The Fundamental Requirement for Electrical Conductivity
Electrical conductivity requires a specific condition: the material must contain charged particles that are free to move throughout the substance. If these charged particles are absent or physically restricted from moving, the material will not conduct a current.
These mobile charged particles are either free-moving electrons or mobile ions. Metals are excellent conductors because they possess a “sea” of delocalized electrons that flow freely when voltage is applied. In materials without delocalized electrons, the current must be carried by charged atoms or molecules known as ions. This flow of mobile ions is the mechanism by which many solutions and molten compounds carry an electrical charge.
How Ionic Compounds Achieve Conductivity
Ionic compounds are formed by the complete transfer of electrons, typically between a metal and a nonmetal. This creates positively charged cations and negatively charged anions. These oppositely charged ions are held together by strong electrostatic forces, forming a rigid, repeating crystal lattice structure.
While ionic compounds contain charged particles, they are poor conductors in the solid state. This is because the ions are fixed within the lattice and cannot move to carry a current.
This changes when the compound is melted or dissolved in water. For example, when common table salt, Sodium Chloride (\(\text{NaCl}\)), is melted (molten) or dissolved in water (aqueous solution), the strong electrostatic forces holding the lattice are overcome. This breakdown frees the \(\text{Na}^{+}\) and \(\text{Cl}^{-}\) ions, allowing them to move randomly through the liquid.
When an electric potential is applied, these mobile ions migrate toward the oppositely charged electrodes, effectively carrying the electrical charge.
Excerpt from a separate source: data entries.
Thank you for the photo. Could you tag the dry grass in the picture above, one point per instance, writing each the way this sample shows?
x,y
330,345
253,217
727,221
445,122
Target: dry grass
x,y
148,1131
The conductivity of ionic compounds is entirely dependent on their physical state, transitioning from an insulator in solid form to a strong conductor in liquid or dissolved form.
Why Covalent Compounds Are Typically Insulators
Covalent compounds are formed when atoms, usually nonmetals, share valence electrons. This sharing results in the formation of neutral molecules, meaning there are no pre-existing ions to carry a current. Furthermore, the shared electrons are localized and tightly bound within the covalent bonds, preventing them from moving freely.
Since covalent substances consist of neutral molecules and lack mobile charge carriers, they are generally electrical insulators in all states—solid, liquid, or gas. Common covalent compounds like sugar or oil remain non-conductive even when melted or dissolved because the molecules stay intact and do not produce mobile ions.
There are rare exceptions, such as graphite, a form of carbon. In graphite’s layered structure, one valence electron from each carbon atom is delocalized, creating mobile electrons that allow it to conduct electricity. Other exceptions involve molecules that react with water to produce ions, such as hydrogen chloride gas (\(\text{HCl}\)) forming hydrochloric acid, but this is due to ionization, not an inherent property of the original molecule.
Direct Comparison and Final Conclusion
The ability of a substance to conduct electricity is determined by the presence and mobility of charged particles. Ionic compounds contain the necessary ions but only become conductive when these ions are freed from the rigid solid lattice by melting or dissolving. In their molten or aqueous state, ionic compounds are highly conductive due to the flow of mobile ions.
Covalent compounds are typically insulators because they consist of neutral molecules with no free electrons or mobile ions available in any state. Therefore, ionic compounds are substantially more conductive than covalent compounds, provided the ionic material is in a state that allows its ions to move.